The first SELECT statement, the anchoring statement, selects all the employee table columns where the column manager_id is NULL. In short, it will select Alice, because only she has a NULL value in that column - starting the recursion from the top of the organizational structure. There’s also a column hierarchy_level with the value of 0. That means the head of the company’s level is 0 – they’re on top of the hierarchy.
UNION ALL is used to connect this SELECT statement with the second one, the recursive member. In the recursive member, all the columns from the table employees ares selected and the CTE company_hierarchy where the column boss_id is equal to the column id. Notice the part hierarchy_level + 1.This means that with every recursion, the CTE will add 1 to the previous hierarchy level, and it will do that until it reaches the end of the hierarchy. Also note that the CTE is treated as any other table. To finish defining the CTE, the brackets are closed.

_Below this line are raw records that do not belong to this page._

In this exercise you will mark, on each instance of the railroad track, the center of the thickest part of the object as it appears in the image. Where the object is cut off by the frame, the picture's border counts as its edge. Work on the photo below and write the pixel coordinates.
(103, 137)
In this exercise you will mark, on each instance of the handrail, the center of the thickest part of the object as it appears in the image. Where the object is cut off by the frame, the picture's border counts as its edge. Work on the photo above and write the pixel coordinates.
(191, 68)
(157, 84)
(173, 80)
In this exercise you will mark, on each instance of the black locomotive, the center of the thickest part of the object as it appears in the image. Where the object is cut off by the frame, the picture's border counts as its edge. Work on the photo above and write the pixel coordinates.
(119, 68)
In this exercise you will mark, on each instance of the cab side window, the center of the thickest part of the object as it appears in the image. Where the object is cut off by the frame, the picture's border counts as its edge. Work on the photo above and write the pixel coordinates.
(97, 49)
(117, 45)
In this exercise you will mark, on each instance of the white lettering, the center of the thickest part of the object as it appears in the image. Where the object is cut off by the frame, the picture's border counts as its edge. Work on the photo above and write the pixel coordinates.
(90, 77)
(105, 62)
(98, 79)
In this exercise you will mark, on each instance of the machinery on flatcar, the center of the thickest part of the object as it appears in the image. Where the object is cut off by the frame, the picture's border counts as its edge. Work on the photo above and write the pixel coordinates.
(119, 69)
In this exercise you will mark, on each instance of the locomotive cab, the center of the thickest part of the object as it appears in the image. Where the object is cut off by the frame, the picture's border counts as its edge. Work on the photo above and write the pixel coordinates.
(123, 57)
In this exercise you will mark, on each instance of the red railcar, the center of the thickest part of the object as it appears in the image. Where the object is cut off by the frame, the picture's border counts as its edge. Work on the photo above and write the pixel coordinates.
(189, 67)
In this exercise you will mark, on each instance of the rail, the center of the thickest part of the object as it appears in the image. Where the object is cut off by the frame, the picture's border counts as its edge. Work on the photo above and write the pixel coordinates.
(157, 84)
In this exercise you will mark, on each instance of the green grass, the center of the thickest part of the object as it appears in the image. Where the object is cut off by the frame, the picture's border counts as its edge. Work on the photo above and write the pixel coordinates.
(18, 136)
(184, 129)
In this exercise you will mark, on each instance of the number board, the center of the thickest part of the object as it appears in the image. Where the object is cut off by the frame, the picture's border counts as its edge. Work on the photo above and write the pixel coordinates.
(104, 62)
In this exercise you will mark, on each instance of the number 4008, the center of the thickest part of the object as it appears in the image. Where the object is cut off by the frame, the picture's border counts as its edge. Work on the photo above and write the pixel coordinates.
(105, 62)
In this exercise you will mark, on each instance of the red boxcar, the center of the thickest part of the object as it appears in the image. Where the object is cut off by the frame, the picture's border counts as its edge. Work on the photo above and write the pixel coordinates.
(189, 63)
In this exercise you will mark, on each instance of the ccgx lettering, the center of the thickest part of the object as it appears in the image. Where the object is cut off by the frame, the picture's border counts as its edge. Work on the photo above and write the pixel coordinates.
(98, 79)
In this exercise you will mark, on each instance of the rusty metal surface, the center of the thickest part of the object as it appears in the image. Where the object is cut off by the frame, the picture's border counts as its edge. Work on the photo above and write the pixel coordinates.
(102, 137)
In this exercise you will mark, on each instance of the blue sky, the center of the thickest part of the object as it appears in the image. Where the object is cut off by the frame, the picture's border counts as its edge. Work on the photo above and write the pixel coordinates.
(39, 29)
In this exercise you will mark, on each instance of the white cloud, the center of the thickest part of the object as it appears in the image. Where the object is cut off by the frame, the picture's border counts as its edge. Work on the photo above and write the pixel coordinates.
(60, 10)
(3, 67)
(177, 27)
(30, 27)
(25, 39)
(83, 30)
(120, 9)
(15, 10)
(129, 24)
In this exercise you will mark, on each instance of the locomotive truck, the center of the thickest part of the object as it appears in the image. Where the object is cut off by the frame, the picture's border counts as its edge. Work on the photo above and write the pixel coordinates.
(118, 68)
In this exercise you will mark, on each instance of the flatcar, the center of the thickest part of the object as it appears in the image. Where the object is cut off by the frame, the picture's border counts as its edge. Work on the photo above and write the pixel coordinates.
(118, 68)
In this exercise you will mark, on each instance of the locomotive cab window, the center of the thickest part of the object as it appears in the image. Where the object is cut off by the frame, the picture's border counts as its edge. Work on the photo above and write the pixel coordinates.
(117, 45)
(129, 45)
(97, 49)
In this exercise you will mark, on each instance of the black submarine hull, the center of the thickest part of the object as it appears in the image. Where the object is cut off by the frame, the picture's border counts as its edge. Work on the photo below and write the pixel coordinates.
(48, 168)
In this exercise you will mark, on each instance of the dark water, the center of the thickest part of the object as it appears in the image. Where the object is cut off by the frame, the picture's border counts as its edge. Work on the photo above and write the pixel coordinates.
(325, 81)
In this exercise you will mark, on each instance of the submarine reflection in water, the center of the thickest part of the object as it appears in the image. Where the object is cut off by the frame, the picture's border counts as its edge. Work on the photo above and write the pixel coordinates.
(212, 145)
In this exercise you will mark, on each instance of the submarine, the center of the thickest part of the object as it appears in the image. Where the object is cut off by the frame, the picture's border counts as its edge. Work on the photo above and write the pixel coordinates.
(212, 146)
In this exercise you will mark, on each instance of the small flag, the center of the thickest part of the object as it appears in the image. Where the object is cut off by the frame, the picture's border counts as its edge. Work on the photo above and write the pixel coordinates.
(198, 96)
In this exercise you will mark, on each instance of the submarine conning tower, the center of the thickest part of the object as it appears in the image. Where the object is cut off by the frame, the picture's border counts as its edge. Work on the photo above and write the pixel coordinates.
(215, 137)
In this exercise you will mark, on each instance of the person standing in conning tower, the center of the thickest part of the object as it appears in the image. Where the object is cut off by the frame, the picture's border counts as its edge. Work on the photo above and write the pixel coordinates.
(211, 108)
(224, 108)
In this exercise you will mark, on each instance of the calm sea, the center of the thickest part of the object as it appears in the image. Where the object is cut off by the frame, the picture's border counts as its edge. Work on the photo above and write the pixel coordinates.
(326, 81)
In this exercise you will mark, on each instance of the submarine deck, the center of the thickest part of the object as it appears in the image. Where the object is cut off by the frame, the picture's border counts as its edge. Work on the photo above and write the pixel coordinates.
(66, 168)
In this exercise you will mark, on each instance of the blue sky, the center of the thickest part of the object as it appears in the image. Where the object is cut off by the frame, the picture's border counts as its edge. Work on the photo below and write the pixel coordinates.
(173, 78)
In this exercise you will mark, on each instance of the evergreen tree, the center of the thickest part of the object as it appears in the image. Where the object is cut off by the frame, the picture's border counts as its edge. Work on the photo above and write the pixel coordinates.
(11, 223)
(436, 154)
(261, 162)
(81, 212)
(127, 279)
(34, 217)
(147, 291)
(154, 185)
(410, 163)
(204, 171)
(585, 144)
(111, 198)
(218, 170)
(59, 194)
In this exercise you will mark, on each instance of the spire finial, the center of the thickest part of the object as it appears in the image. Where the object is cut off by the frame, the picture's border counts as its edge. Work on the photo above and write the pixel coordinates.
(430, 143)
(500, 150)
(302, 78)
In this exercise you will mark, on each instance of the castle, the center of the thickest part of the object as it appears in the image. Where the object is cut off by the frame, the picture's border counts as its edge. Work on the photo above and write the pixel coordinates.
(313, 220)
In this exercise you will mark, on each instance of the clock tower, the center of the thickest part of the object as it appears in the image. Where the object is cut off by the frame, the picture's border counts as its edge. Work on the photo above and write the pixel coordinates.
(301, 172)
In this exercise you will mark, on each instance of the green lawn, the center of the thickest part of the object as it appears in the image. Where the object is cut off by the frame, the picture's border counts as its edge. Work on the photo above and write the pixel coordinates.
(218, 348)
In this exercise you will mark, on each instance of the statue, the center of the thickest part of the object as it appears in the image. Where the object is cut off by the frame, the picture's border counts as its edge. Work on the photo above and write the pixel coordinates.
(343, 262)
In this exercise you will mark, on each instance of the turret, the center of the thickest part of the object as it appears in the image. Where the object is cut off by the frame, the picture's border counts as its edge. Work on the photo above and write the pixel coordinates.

Finally, there’s a third SELECT statement, outside of the CTE. It selects the columns that will show employees, their bosses’ names, and the hierarchy level. Data is taken from the CTE and the table employees. The CTE and employees table are joined with a LEFT JOIN, since we want all the data from the CTE – including Alice, who has the NULL value in the column boss_id.
In a very simplistic way -
“Recursive CTEs are used to handle and query data that refers to itself, like finding all employees who report to a manager in a company hierarchy.”